We explored in detail the potential options for Jisc to add value in this
space. These can be summarised as:

  • Addressing the ease of access to feedback. The main technical barrier identified by vendors and institutions alike for the provision of holistic feedback was the difficulty of gathering assignments and feedback from the range of systems where feedback is typically held. To this end, one option would be to work with the recently set up IMS LTI Assignment Taskforce, which is working to develop a common specification that should ease the movement of assignments or information about assignments from one system to another.
  • Partnering with existing vendors in the development of software, or exploring the development of new tools
  • Supporting a forum where specialists from learning providers and vendors could come together to share early priorities and findings to guide software development at first, and good practice later. Such a forum could facilitate the development of software and practice in tandem, and could not only break through the requirements catch 22 by speeding up the development of common holistic feedback practice, but also provide a means of testing software and software integrations in a variety of contexts
  • Finally, ways of bootstrapping feedback hub functionality by organising and co-sponsoring crowd funded features were also explored.

Outcome

After a full review of the options, it was agreed to focus on option 1 – to address the key issue of providing easier access to feedback from across systems. We will look at the models of marking that have already been developed, and will specify them at a detailed data model and protocol level. These will be available to anyone to take up and use and shared with the IMS LTI Assignment task force. That means that assessment workflows that are common in the UK will be used to inform the design of the protocol that systems such as VLEs and assessment services use to integrate with each other. At the same time, the vendors in the IMS group will get a detailed and relevant view of real-life use cases to guide the design of the new specification.

What this also means is that assessment processes can be examined from the high level of the assessment life cycle, to the 10 step EMA process, to the particular workflows of the 5 models of marking, to data model and protocol level choreographies of which bits of data get exchanged between systems and in what order. We’ll have to see how many of the marking models can be covered in this way, because each of them do sum up quite a lot of variability. The aim of the detailed models will be to inform not just the IMS work, but also system developers as well as those who need to configure, integrate and maintain these system in institutions.

In addition, we will take the feedback hub features identified above and bundle them into a general EMA system requirements template that vendors can use to describe the capabilities of their products (which is already in train as part of the wider EMA project). That way, we can surface how systems are currently meeting these demands for a holistic view of feedback in the context of wider EMA capabilities.

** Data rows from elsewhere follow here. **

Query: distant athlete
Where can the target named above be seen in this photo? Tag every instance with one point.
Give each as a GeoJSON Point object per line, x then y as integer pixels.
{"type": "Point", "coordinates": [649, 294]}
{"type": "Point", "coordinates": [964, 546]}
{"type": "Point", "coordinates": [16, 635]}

Due to the rapid development of feedback hub software, the development of new tools, or working in partnership with existing vendors on the development of tools weren’t seen as viable options. It was also felt that the development of a community of practice, although potentially useful, wasn’t something that Jisc is currently best placed to take forward.

We are very much looking forward to seeing how the development and use of these tools in universities and colleges emerge and grow over the coming months and years, please get in touch to share your stories.

List of hubs

As part of the feedback hub research, we’ve had a look at the following systems:

D2L Brightspace
Instructure Canvas
MyFeedback Moodle plugin
University of York BB plugin
The Bedford College Moodle Grade Tracker
TurnItIn
PebblePad Flourish
Co-Tutor
Edinburgh College of Art assessment and feedback system
University of Portsmouth Moodle – TII integration
Anglia Ruskin University Sharepoint – TII integration

We’re particularly grateful for them and the wider community’s contributions to the research.